Why is it helpful for my sleep?

Posted Nov 29, 2019

Insomnia is defined as difficulty getting to sleep and/or staying asleep, accompanied by distress or daytime impairment as a result of sleep disruption. Approximately 10 to 15 percent of the U.S. population is suffering from insomnia disorder, which means the above sleep disruption occurs at least three nights a week and has been occurring for at least three months or longer. 

Relaxation therapy for insomnia is considered a standard behavioral treatment approach by the American Academy of Sleep Medicine. It is a standard treatment because there is ample evidence from research to support the efficacy of relaxation techniques helping to reduce the occurrence of insomnia. 

One such technique, called Progressive Muscle Relaxation (PMR), was developed in the 1920s by American physician Dr. Edmund Jacobson. The intent of PMR is to reduce muscular tension caused by stress and to quiet the mind, as it requires one to focus on the procedure and disrupts the flow of racing thoughts. 

PMR can be completed in a variety of ways. First, find a quiet environment to practice in, and then sit comfortably or lie down. You can start with the muscle groups in the feet and work up the body, or start with the muscle groups in the head and move down the body. The goal is to feel the difference between a tensed state and a relaxed state for different muscle regions. When a muscle group is tensed, hold the tension for 5 to 15 seconds; then, focus on releasing and relaxing the muscle group for 20 to 40 seconds.

The idea is that someone who is physiologically activated has muscular tension they may not even be aware of, as the muscles can be chronically tight. An example is tensing the shoulder muscles by shrugging the shoulders upwards (as if using body language to say, "I don't know") and holding it for 5 to 15 seconds, and then releasing the muscles and focusing on the relaxed state for 20 to 40 seconds. If you have an area of pain or physical trauma, you would want to avoid tensing that muscle group or do so gently. 

PMR is beneficial for improving insomnia because research has shown that compared to those without insomnia, those with insomnia are more physiologically activated during sleep as well as during waking hours.
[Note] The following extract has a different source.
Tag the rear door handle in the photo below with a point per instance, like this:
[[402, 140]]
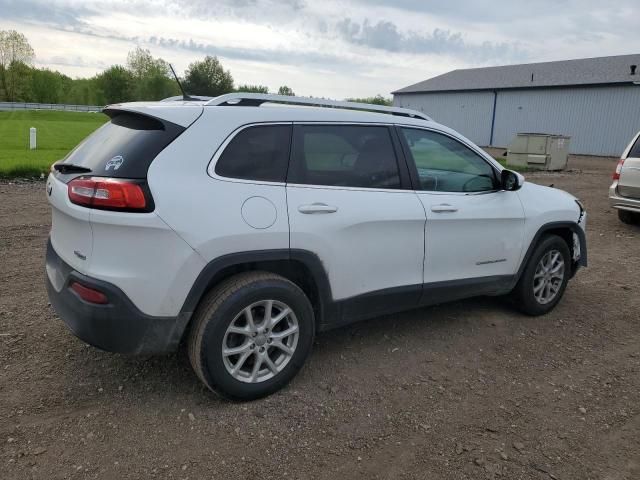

This physiological arousal can include higher muscle tension and an increase in racing thoughts. PMR aims to guide the system toward a more relaxed state by directly addressing the muscle tension.

By focusing on the procedure, there is a distraction for the mind; this runs interference with the mind’s racing thoughts. A relaxed physiological state is important for sleep onset and for quality of sleep.  

One benefit of relaxation therapy is that it includes no serious side effects as one would be concerned with in sleep medication, by comparison. There are many resources available to help you with PMR, such as starting with an audio guide that can walk you through the technique. Through practice, over time, you will become proficient and be able to complete the technique from memory.

As with any activity that you are unfamiliar with, you would want to practice during the daytime to start with, and as you feel more comfortable with completing the PMR, you can use it prior to bedtime to help reduce physiological activation.